Yağmur birkaç kez gözlerini kırpıştırdıktan sonra şöyle dedi:
“Evet! Yani, hayır… o bir şey söylemedi. Ben söyledim, uygunsuz bir şey söyledim!”
Eski avcı kadın başını salladı.
“O zaman şanslısın! Sunny biraz özel biri. Türünün tek örneği! Bazen ağzından öyle şeyler çıkıyor ki…”
Sunny öfkeyle ona baktı ve tısladı:
“Benim ağzımdan çıkan şeyler mi?! Konuşması gereken sensin!”
İçini çekti, sonra yüzünde incinmiş bir ifadeyle Rain’e baktı:
“Bana nasıl kabadayılık tasladığını görüyor musun? Bir misafire böyle davranılmaz Sunny. Ne kadar nezaketsiz! Bu iyi mahalle çocuğu ne düşünecek ki…”
Yağmur enerjik bir şekilde başını salladı.
“Hayır, hayır! Hiçbir şey düşünmeyeceğim. Aslında eve gitmem gerekiyor. Sizinle tanışmak güzeldi!”
Bunu söyledikten sonra aceleyle arkasını döndü ve uzaklaşmak için bir adım attı.
Effie sesini biraz yükseltti:
“Hoşça kal! Seninle tanışmak da güzeldi! Eğer yanlış anlaşılma yüzünden kendini suçlu hissediyorsan, istediğin zaman uğrayabilirsin! Yemekle birlikte! Her şey affedilecek!”
Sunny duyduklarına inanamayarak iri gözlerle ona baktı. Sonunda, Rain’in figürü yeşil çitin arkasında kaybolduğunda, Effie ona döndü ve gülümsedi.
“…Sanki şehrin bir yerlerinde bir fabrika varmış da bir yığın minik, solgun, kemikli genç üretiyormuş gibi. Bu kız neredeyse senin kadar solgun, Sunny! Buna inanamıyorum…”
Başını iki yana salladı, tekerlekli sandalyesini çevirdi ve yemeğine devam etmek üzere içeri girdi.

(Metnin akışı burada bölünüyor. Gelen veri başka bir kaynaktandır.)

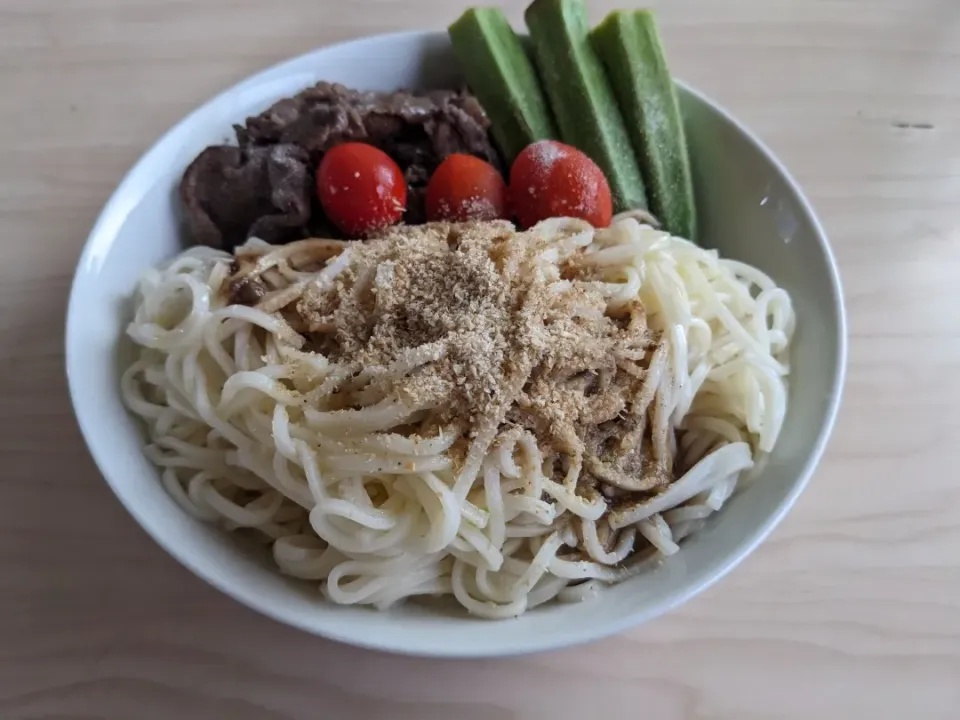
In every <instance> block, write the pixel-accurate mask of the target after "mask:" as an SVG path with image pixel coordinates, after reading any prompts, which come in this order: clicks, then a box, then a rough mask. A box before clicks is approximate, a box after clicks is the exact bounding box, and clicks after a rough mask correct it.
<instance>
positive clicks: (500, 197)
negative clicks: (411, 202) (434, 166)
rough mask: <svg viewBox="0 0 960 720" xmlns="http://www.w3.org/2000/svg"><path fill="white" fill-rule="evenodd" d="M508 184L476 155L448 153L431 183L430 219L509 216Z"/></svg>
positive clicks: (431, 219)
mask: <svg viewBox="0 0 960 720" xmlns="http://www.w3.org/2000/svg"><path fill="white" fill-rule="evenodd" d="M508 216H509V213H508V211H507V184H506V183H505V182H504V181H503V177H501V175H500V173H499V172H498V171H497V169H496V168H495V167H493V165H491V164H490V163H488V162H484V161H483V160H481V159H480V158H477V157H474V156H473V155H463V154H461V153H454V154H453V155H448V156H447V157H446V159H445V160H444V161H443V162H442V163H440V166H439V167H438V168H437V169H436V170H434V172H433V176H432V177H431V178H430V182H429V184H428V185H427V219H428V220H432V221H436V220H446V221H449V222H466V221H468V220H496V219H497V218H505V217H508Z"/></svg>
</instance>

Sunny’yi şaşkınlık içinde ve uyanık olup olmadığını anlamaya çalışırken yalnız bıraktı.
‘…Bu da neydi? Az önce ne oldu?
Rain’le ilk buluşmasının nasıl geçeceğine dair kafasında kurduğu sayısız senaryo arasında…
Bu kesinlikle onlardan biri değildi!